Swiss Climate Scores
The Swiss Climate Scores (SCS) were developed by the authorities and industry and introduced by the Federal Council in June 2022 in keeping with GFANZ. The basic idea is to create transparency regarding the Paris alignment of financial flows in order to encourage investment decisions that contribute to achieving the global climate goals. Here too, the approach remains voluntary for financial service providers.
At the Building Bridges Summit, the CEO of the asset management firm BlackRock Switzerland lamented the low uptake of the SCS in her industry. This confirmed the misgivings expressed by Alliance Sud when they were introduced. The daily newspaper NZZ also recently noted the low uptake and inconsistencies in implementation by financial institutions – describing the SCS as a "refrigerator label" for financial products compared to the EU's sophisticated regulatory framework.
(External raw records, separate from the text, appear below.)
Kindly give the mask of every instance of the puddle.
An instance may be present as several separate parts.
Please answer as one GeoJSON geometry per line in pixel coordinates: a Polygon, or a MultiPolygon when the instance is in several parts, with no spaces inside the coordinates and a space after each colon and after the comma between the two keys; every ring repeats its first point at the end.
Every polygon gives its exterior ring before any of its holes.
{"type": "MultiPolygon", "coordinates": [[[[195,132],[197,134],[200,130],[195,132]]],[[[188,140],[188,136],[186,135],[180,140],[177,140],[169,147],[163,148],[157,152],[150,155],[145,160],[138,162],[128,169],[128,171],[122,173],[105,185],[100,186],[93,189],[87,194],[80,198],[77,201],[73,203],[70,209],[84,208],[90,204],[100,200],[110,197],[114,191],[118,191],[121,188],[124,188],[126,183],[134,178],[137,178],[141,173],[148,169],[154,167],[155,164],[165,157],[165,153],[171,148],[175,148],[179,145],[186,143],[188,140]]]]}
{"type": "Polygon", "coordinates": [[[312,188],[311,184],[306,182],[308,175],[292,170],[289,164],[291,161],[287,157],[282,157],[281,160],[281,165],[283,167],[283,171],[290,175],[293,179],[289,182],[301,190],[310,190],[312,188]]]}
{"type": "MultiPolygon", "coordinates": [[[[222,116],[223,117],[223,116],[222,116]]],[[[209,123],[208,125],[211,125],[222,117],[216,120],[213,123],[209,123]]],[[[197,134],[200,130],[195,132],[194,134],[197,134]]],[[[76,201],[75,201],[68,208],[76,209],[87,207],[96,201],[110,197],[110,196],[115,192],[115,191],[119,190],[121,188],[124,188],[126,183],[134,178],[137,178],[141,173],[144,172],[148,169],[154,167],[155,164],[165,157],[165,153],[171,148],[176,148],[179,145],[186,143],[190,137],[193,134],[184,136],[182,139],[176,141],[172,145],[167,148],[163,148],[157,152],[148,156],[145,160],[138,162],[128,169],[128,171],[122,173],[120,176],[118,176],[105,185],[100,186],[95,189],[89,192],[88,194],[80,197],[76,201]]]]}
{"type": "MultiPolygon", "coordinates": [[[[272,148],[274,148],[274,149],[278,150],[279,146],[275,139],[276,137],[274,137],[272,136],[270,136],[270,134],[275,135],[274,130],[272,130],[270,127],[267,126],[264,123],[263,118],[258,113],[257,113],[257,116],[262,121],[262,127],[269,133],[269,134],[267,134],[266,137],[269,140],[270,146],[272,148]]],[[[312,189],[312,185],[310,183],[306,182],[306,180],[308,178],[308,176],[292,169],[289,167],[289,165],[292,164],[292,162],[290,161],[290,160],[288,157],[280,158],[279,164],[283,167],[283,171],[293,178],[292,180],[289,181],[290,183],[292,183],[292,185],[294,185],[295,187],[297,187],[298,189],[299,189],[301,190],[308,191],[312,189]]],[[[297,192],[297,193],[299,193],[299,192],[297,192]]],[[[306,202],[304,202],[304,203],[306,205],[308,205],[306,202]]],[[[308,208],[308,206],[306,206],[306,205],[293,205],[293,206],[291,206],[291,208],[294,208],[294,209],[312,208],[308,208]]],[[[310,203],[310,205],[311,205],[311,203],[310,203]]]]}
Implementing Article 2.1(c) of the Paris Agreement will therefore also be a major undertaking for Switzerland. The range of largely voluntary measures adopted so far clearly falls short of the Paris commitments. A paradigm shift is therefore urgently needed.
The Federal Council recently proposed the adoption of a motion calling for the creation of a "co-regulation mechanism" and a commitment that this mechanism would become binding "if, by 2028, less than 80 per cent of the financial flows of Swiss institutions are on track to achieve the greenhouse gas reductions envisaged in the Paris Agreement".
It is now up to the parliament to take the first steps to tackle this generational project.